Gawker Lessons Not Learned
The massive data breach on Gawker in December revealed nearly 30 percent people tended to use the same password across multiple sites, a security no-no. It turned out both Barr and Vera were no better, using the same password for e-mail, Twitter, and other systems. Barr had used the same password for his e-mail account, and as the administrator, had access to all the company's mail and other users' mailboxes, giving Anonymous full access to all the e-mails. Vera had also used the same password on the company's support server. The attack could have easily stalled there as Vera didn't have any administrative rights, except the IT team had not patched the privilege escalation vulnerability in the Linux kernel. The flaw had been identified in October, and patches released a month later. With full access on the box, the attackers discovered gigabytes of backups and research data, which they promptly deleted.Barr and HBGary Federal was embroiled in another controversy as the contents of its e-mails were publicized, revealing various dirty tricks the company engaged on behalf of clients such as law firms, banks, and the U.S. Chamber of Commerce. Some of the proposals listed borderline illegal tactics aimed at discrediting WikiLeaks, including cyberattacks, forged documentation, and blackmailing WikiLeaks supporter and Salon journalist Glenn Greenwald. "I need to focus on taking care of my family and rebuilding my reputation," Barr said.

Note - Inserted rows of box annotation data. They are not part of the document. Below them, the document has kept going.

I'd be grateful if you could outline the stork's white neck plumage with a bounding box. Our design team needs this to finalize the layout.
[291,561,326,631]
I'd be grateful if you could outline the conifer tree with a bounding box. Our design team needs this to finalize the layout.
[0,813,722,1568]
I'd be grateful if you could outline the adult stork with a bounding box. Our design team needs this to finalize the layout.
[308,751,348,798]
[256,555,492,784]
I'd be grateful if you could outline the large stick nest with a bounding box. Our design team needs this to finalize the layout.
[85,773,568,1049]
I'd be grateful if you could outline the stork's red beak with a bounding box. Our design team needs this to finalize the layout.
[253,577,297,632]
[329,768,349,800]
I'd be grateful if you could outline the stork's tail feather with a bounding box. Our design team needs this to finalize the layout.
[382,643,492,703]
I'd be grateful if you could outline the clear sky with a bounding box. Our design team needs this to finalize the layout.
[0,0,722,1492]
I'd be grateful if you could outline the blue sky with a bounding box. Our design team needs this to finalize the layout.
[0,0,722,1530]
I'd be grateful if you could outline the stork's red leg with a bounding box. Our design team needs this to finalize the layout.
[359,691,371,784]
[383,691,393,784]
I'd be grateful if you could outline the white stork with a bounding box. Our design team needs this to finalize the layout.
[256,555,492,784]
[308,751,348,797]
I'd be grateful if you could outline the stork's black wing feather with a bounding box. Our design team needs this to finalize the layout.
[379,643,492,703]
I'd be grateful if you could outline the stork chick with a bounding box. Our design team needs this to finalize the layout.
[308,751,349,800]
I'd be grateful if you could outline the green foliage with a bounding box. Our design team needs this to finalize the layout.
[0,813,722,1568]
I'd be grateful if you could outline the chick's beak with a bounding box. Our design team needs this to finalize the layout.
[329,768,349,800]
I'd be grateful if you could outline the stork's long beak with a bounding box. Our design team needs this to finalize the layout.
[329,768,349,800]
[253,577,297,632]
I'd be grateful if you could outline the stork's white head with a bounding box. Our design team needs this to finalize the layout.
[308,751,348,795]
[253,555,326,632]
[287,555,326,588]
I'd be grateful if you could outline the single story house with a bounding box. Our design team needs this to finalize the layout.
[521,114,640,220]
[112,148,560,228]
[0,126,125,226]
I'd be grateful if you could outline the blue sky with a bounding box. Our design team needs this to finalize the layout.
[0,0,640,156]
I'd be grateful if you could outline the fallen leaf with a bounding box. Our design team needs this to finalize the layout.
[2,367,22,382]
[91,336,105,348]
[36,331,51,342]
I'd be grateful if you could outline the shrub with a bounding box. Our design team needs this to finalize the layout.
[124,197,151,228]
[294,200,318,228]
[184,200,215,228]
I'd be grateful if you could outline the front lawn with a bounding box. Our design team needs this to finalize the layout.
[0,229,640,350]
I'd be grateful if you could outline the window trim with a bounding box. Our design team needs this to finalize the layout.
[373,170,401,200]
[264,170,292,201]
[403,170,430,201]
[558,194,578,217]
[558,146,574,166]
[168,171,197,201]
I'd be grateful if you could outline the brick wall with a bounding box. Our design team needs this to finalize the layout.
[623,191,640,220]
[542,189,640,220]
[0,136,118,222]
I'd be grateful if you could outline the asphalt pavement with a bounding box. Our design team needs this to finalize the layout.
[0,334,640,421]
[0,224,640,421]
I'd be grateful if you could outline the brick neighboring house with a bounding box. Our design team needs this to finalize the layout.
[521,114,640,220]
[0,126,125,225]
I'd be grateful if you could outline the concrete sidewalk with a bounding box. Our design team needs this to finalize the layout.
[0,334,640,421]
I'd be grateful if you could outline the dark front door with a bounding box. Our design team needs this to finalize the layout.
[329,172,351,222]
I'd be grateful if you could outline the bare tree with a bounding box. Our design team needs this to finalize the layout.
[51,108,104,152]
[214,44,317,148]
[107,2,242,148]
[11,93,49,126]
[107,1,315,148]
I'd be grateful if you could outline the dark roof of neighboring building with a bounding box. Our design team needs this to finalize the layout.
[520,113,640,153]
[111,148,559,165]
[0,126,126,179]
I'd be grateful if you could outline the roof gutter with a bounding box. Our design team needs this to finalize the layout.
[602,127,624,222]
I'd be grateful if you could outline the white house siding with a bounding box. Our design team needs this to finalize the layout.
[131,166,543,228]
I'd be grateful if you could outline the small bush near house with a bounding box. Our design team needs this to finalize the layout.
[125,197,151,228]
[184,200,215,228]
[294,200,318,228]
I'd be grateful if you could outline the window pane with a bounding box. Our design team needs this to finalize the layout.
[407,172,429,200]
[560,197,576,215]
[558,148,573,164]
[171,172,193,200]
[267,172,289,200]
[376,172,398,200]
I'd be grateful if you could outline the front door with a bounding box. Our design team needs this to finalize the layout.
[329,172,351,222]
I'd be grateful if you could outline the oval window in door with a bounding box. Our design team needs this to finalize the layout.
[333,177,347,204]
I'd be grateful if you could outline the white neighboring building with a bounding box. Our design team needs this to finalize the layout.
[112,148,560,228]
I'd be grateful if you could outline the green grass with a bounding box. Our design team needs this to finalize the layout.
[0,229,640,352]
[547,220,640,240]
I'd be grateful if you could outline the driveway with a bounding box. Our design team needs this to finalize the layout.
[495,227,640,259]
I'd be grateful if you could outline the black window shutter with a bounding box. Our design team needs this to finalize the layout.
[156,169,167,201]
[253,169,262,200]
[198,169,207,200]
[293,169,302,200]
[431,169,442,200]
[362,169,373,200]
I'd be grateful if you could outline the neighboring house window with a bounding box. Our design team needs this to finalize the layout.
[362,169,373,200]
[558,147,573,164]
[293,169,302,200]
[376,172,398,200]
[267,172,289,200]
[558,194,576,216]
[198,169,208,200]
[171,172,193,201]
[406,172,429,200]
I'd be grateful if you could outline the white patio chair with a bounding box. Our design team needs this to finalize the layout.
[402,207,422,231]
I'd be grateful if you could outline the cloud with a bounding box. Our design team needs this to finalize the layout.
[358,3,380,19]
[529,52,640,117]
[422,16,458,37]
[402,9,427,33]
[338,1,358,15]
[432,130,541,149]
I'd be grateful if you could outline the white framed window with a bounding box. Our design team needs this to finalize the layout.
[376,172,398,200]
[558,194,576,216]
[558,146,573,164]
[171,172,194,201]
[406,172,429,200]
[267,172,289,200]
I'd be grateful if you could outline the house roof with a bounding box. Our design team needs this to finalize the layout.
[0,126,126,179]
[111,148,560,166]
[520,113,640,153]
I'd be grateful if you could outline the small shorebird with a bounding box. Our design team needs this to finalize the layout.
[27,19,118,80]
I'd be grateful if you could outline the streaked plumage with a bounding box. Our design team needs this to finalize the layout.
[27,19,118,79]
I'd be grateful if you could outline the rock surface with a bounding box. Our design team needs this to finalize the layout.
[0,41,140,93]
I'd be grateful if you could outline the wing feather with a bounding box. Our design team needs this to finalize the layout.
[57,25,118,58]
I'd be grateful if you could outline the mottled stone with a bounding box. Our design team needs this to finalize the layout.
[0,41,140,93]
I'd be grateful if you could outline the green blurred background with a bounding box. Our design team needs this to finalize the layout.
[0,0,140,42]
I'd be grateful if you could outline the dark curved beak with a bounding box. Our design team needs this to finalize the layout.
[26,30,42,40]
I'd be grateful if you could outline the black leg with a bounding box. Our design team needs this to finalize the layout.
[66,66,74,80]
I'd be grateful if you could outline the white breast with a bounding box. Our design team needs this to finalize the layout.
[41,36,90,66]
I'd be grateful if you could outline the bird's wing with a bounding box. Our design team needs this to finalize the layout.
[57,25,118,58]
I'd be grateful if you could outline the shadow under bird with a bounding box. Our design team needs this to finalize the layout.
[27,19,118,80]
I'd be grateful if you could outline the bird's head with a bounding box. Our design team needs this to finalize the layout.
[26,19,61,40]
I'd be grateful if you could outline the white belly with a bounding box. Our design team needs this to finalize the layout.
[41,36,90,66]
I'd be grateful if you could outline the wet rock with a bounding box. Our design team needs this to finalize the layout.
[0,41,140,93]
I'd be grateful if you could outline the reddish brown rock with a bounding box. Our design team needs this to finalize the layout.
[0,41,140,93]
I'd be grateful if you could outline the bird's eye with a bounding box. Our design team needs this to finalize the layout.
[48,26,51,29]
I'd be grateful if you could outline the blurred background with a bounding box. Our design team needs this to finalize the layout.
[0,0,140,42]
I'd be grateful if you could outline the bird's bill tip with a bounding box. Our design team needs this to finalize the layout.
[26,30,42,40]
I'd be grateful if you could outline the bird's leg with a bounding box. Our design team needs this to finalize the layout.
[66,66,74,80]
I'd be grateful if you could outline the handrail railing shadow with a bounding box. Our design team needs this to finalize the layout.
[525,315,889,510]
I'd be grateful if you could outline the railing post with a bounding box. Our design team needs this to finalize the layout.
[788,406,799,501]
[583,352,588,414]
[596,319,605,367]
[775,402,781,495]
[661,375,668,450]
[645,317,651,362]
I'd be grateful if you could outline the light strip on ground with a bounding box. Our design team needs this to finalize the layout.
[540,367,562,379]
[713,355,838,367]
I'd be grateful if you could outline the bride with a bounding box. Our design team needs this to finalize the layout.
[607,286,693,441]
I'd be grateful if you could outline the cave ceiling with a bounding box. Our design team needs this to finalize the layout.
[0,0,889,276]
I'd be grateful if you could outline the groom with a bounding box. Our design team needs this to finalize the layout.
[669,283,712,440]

Stephen Colbert had mocked Barr's World of Warcraft account and referenced some of the more embarrassing e-mails on The Colbert Report last week.
The Anonymous hack used standard, widely known techniques to compromise a system, collect information and use the collected data to compromise additional systems. It didn't matter if most of the employees had complex passwords, because the attackers needed to crack just one password to gain access.